7. Diesem Schreiben beigefügt sind die Normen über die Verfahrensweise, die bei der Zusammenstellung der Unterlagen für die Bitte um Dispens vom Zölibat zu beachten sind.

Indem wir Ihnen dies pflichtschuldig zur Kenntnis bringen, verbleiben wir mit dem Ausdruck unserer Verfügbarkeit Ihnen im Herrn ergeben.

Rom, am Sitz der Hl. Kongregation für die Glaubenslehre, am 14. Oktober 1980.

Franjo Kard. Šeper
Präfekt

Fr.  Jérôme Hamer O.P.
Sekretär

 

* AAS 72 (1980) 1132-1135

(Übersetzung nach der dt. Übertragung von B. Primetshofer in ÖAKR 32 [1981] 113-114)
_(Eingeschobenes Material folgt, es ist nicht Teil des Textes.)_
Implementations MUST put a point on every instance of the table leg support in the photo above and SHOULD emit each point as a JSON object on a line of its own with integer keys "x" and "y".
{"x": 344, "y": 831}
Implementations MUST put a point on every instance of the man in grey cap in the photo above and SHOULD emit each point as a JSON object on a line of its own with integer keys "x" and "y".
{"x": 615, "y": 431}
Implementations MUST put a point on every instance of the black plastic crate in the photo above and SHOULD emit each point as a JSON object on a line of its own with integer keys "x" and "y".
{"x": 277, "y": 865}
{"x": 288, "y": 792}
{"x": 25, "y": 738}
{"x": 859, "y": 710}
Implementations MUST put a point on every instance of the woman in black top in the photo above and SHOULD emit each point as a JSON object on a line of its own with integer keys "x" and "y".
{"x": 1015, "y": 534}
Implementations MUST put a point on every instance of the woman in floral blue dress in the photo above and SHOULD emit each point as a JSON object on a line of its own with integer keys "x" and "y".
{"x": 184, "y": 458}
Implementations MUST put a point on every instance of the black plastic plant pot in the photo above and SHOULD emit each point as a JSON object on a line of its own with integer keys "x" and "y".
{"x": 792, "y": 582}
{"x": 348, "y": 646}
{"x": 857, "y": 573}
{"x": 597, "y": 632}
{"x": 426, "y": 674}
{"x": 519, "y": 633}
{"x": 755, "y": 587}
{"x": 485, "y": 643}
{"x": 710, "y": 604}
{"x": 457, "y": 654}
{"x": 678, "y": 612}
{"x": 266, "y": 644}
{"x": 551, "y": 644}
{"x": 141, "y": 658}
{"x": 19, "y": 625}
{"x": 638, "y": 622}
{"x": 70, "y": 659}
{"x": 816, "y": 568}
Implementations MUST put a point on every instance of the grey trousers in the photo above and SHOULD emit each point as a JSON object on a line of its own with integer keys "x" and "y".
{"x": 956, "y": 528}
[1] Johannes Paul II., Schreiben an die Priester zum Gründonnerstag 1979, 8. April 1979, AAS 71 (1979) 389-393, Nr. 8.

[2] Ebd., Nr. 9.

[3] Ebd., Nr. 9.

[4] Vgl. ebd., Nr. 9.

[5] Vgl. Paul VI., Enzyklika Sacerdotalis caelibatus, 24. Juni 1967, AAS 59 (1967) 657-697, Nr. 87 und 91.